Weapons of Mass Diplomacy by Abel Lanzac
Edward Gauvin, tr. Christophe Blain, ill. London / New York. SelfMadeHero / Abrams. 2014. ISBN 9781906838782
Weapons of Mass Diplomacy demonstrates indisputably that a graphic novel can provide great opportunities for trenchant commentary on public affairs. Abel Lanzac, the pseudonym of the very real French diplomat Antonin Baudry, deftly skewers all sides in this hilarious and biting take on the events leading up to the Iraq War. No one, not the Americans nor the French nor the fictional Middle Eastern Khemedi, is spared in this sharp tale.

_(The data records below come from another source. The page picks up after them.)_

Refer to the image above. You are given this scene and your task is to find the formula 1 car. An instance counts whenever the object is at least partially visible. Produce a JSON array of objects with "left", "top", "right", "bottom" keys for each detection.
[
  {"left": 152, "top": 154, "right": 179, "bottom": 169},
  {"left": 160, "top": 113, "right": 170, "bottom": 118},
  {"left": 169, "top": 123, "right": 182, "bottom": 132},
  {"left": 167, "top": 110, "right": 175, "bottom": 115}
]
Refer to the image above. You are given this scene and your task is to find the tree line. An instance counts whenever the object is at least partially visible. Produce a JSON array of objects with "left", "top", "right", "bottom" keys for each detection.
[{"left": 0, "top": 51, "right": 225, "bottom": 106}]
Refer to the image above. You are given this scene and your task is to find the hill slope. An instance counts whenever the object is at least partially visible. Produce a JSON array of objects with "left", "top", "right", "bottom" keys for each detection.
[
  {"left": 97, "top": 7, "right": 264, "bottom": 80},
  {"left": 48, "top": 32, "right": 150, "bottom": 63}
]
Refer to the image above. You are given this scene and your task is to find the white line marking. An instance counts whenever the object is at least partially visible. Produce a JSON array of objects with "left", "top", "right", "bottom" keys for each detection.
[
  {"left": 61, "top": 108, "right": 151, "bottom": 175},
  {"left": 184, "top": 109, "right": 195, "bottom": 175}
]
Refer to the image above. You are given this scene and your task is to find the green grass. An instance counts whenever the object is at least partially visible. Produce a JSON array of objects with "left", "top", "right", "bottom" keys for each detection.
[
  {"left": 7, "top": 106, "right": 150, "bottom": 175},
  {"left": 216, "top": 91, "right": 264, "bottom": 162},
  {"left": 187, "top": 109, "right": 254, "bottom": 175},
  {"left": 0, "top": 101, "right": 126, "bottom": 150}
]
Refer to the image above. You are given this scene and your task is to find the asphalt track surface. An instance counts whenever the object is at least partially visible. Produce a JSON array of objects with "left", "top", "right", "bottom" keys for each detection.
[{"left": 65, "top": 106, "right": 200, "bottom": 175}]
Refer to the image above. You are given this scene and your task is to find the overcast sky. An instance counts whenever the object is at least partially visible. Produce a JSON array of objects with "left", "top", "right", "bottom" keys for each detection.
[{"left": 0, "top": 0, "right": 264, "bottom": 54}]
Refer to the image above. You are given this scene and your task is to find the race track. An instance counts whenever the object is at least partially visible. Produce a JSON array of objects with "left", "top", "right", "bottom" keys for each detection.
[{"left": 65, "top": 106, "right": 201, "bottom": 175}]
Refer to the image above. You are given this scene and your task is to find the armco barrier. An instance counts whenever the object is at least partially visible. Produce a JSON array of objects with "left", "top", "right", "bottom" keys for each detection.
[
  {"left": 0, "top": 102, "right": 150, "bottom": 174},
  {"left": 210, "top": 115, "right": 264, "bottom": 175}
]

It all begins with a young Arthur Vlaminck being summoned to the Quai d’Orsay to become a speechwriter for Alexandre Taillard de Vorms, the French foreign minister and a stand-in for Dominique de Villepin. Arthur is drawn with a very similar Gallic nose to that of the minister, and, in their first face-off—where Arthur says almost nothing and the minister does all the talking—their similarities are strikingly illustrated. After all, Arthur will become the source of everything that comes out of de Vorms’s mouth.
Once de Vorms gives Arthur the job, the devastating satire toward the workings of the department begins. Underlings jockey for position with the minister, and each defends his or her right to be the last word on the Middle East or Africa or the US. Little thought is given to the larger picture when these advisors indulge their internal struggles for power and notice. The one noble character, drawn with less caricatured style, is the chief of staff, Claude Maupas, seemingly the only sane head at the Quai d’Orsay. His biggest job is keeping the voluble and not always clearheaded minister out of trouble.
Arthur, as the writer, is the perfect lens through which to view the minister’s double-speak, his inability to resist a rhetorical phrase that says nothing, and his penchant for quoting such sages as Heraclitus, Marx, Rousseau, and Voltaire out of context and to sidesplitting effect. De Vorms is also unable to tone down his colossal ego, even when vying with the American secretary of state, a very familiar African American here named Jeffrey Cole. Of course, there is no disguise, not even a name change, when we see President Bush take the stage.
You don’t have to be a fan of the contemporary satirist Armando Ianucci or his American TV program Veep to appreciate the ways in which Lanzac and his perfect illustrator, Christophe Blain, lampoon ridiculous and familiar characters. But Weapons of Mass Diplomacy has an even sharper sting than these contemporary counterparts. Lanzac and Blain bring to mind Jonathan Swift and Alexander Pope. Their characters’ vanities and foibles underscore just how dangerous and at times foolish are the people to whom we entrust not only our well-being but our future.